A drawback to the single reference frame approach is that it is insensitive to motion that moves the field of view outside the area imaged in the reference frame; this is sometimes referred to as a ‘frame-out’ error. We and our colleagues previously demonstrated methods to increase sensitivity to large amplitude motion for eye tracking in AOSLO using hybrid imaging approaches [11,15]. These add an additional wide-field scanned system to track large amplitude motion in real-time at a coarse scale to drive a tip/tilt mirror to stabilize the small field of view AOSLO enough to prevent most ‘frame-out’ errors. However, these solutions increase the complexity of the imaging system and the data acquisition and image processing pipelines substantially.

Finally, previous approaches that used only a single reference frame do not mitigate or remove the intraframe distortions present within the reference frame but rather encode the reference frame distortion into all the images in the registered image sequence. Though within-frame distortions introduced from the reference frame are usually small (on the order of several microns), they have historically made it extremely difficult to track individual cells longitudinally in AOSLO [16]. Some methods have been proposed to correct intraframe distortions in the reference frame, such as using lag-bias, however these methods work only when the eye movements are stochastic and radially symmetrical, or the predominate drift is compensated with corrective microsaccades. Additionally, they are more likely to fail for large amplitude of eye movement [17,18].

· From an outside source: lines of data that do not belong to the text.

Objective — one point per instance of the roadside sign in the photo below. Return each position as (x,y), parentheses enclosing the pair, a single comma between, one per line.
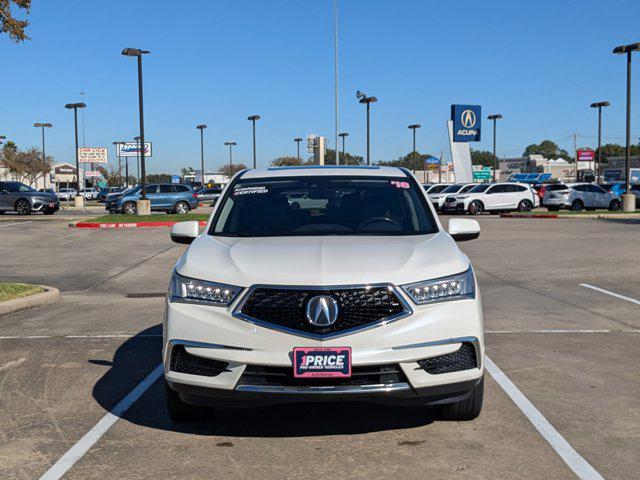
(466,122)
(93,154)
(132,149)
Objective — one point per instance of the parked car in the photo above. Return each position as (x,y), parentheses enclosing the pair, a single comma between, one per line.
(16,196)
(365,299)
(496,197)
(67,193)
(164,197)
(580,196)
(438,198)
(209,194)
(89,193)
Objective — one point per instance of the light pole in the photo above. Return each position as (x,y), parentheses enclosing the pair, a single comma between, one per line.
(230,145)
(143,208)
(599,106)
(201,128)
(495,117)
(298,140)
(79,199)
(44,155)
(628,199)
(413,152)
(117,144)
(362,98)
(253,119)
(342,135)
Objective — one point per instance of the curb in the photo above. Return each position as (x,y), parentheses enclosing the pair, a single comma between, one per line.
(534,215)
(51,295)
(202,223)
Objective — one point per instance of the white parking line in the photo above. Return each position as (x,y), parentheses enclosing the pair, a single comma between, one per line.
(83,445)
(15,223)
(608,292)
(572,458)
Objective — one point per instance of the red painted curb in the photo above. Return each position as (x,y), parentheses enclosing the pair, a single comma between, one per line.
(536,215)
(202,223)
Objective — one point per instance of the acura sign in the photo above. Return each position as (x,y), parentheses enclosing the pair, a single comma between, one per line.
(466,122)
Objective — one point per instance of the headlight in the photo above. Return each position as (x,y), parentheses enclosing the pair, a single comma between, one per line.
(189,290)
(455,287)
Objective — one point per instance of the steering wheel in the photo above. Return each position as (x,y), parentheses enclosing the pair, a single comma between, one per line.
(379,219)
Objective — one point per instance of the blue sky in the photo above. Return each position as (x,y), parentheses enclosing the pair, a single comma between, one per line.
(539,63)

Here we implement a new approach that solves these problems for strip-based registration and demonstrate its applications in TSLO and AOSLO. Free from the constraints imposed by real-time eye-tracking, we devised a more robust approach that achieves our goals for a technique that: 1) captures the precise motion of nearly all the images in each sequence for eye motion measurement and light starved imaging applications; 2) is sensitive to motion larger than the field of view of a single frame; and 3) reconstructs the spatial arrangement between image features consistently and accurately. These goals are achieved through the implementation of several novel steps compared to previously published approaches, including: 1) a pre-processing step to achieve robust eye motion measurements; 2) a large amplitude motion detection procedure that involves evaluating sub-images to detect motion outside the bounds of a single image frame and 3) the generation of a synthetic reference frame to mitigate the within-frame distortions that are present in every single individual frame acquired from scanned ophthalmic imaging systems and every image registered using a single reference frame approach.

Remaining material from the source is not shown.